I am standing in front of Wednesday, her face is stoic, but looking into her eyes, I see fear. I have learned that many people take Wednesday at face value, literally. They look at her, see her expression, and immediately get scared. But somehow, I can look past that, into her eyes, and see what she is feeling. Anger, sadness, fear, love. She may not be able to understand those feelings or why she has them, but I can see them.

I look back at Yoko and Divina, who are sitting on my bed. Their faces telling me they are worried too. "Please tell me? Someone?" I say as I start to shake slightly, my nerves already shot from being told I may have had to wolf out alone, in the cage rooms Nevermore has. Don't get me wrong, most werewolves here enjoy them, but I don't I would... They look... Scary...

Wednesday walks over next to Yoko and Divina, leaving me by myself in the center of the room. Okay, now I am starting to get mad. What do they know that I don't?

"Enid." Wednesday says, avoiding eye contact. "Tyler broke out of prison. They can't find him." My shoulders drop, so does my face, I stand there not knowing what to do or say. "I just fought him a month ago. This is my first time wolfing out since! I can't... I don't know if..." I must've started panicking because Wednesday and Yoko helped me to the floor. I feel myself shutting down. I was barely able to save Wednesday the first time. How am I going to do it again?

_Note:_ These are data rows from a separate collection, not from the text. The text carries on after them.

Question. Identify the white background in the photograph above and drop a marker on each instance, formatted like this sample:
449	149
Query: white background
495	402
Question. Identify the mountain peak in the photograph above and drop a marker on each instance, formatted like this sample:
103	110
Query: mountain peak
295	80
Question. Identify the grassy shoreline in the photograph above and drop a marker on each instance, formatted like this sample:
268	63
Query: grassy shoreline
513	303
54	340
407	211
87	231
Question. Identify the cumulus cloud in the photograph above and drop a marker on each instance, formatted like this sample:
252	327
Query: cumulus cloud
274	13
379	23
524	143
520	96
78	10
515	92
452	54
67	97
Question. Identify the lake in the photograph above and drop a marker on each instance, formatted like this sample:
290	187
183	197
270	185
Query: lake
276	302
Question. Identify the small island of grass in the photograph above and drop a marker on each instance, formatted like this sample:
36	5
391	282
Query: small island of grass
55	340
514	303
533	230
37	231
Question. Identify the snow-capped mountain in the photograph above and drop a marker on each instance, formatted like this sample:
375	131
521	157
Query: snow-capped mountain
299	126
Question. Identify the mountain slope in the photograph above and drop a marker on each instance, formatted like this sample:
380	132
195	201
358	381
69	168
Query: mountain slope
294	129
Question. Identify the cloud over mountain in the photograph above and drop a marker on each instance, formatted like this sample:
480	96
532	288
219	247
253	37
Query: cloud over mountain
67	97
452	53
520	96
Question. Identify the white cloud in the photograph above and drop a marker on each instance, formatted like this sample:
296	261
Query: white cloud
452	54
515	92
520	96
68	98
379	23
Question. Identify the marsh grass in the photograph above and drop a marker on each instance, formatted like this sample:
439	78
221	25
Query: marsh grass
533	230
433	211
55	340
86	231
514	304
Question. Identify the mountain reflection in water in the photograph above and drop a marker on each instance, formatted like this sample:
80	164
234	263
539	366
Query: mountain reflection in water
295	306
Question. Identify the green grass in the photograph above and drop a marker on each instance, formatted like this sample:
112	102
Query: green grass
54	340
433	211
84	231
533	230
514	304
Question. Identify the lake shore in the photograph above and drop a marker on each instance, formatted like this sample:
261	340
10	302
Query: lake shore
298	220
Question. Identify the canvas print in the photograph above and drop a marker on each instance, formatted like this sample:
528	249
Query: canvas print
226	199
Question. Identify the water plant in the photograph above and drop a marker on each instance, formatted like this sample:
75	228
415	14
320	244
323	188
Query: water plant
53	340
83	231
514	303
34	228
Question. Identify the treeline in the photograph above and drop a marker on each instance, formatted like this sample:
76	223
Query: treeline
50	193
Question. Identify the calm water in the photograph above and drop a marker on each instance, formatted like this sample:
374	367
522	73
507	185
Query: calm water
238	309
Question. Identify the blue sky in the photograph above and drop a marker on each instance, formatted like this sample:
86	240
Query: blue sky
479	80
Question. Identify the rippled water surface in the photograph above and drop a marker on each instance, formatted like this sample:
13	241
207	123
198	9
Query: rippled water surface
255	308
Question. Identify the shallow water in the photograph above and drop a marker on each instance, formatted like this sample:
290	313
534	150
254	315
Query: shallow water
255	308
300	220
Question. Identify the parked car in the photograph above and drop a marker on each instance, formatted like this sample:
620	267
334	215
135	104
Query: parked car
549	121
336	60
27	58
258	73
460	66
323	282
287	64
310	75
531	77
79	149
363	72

The memories of that night come flooding back, as if a dam was blown up, I can feel myself sobbing as I watch those events unfold again. What if I would have been too late? What if I lose her this time... What if I can't wolf out again and Tyler kills her... She could have died that night and it would have been my fault...

"Enid?" I hear a faint voice, that sounds like Wednesday. "Enid, is Enid okay?" I start to open my eyes, I see Yoko next. "She's waking up Wednesday." I feel like I can't move, my vision is blurry but I try to sit up, only for Yoko to lay me back down.

"Just lay down for a minute, E. You're okay." She says comfortingly. "W-wednesday, where's Wednesday?!" I start to panic again when I feel a cold hand touch mine. I know it's Wednesday but I'm not allowed to sit up to see her.

After a few minutes, Yoko finally helps me up, my head and back hurt, but most of my pain is from my hands. I look down and I see blood and my claws out. "O-Oh no..." I look over to see Wednesday holding a cloth to her face, my breathing picks up and I immediately jump to my feet. "Enid, no, it's okay Cara Mia" My face is panicked, I'm starting to cry again. I hurt Wednesday... I hurt her, I hurt the person I love most... And I haven't even wolfed out yet!

I watch as Yoko, Divina, and Wednesday slowly rise to their feet, almost as if they know my next move. I blink but before they can get close I bolt out the door.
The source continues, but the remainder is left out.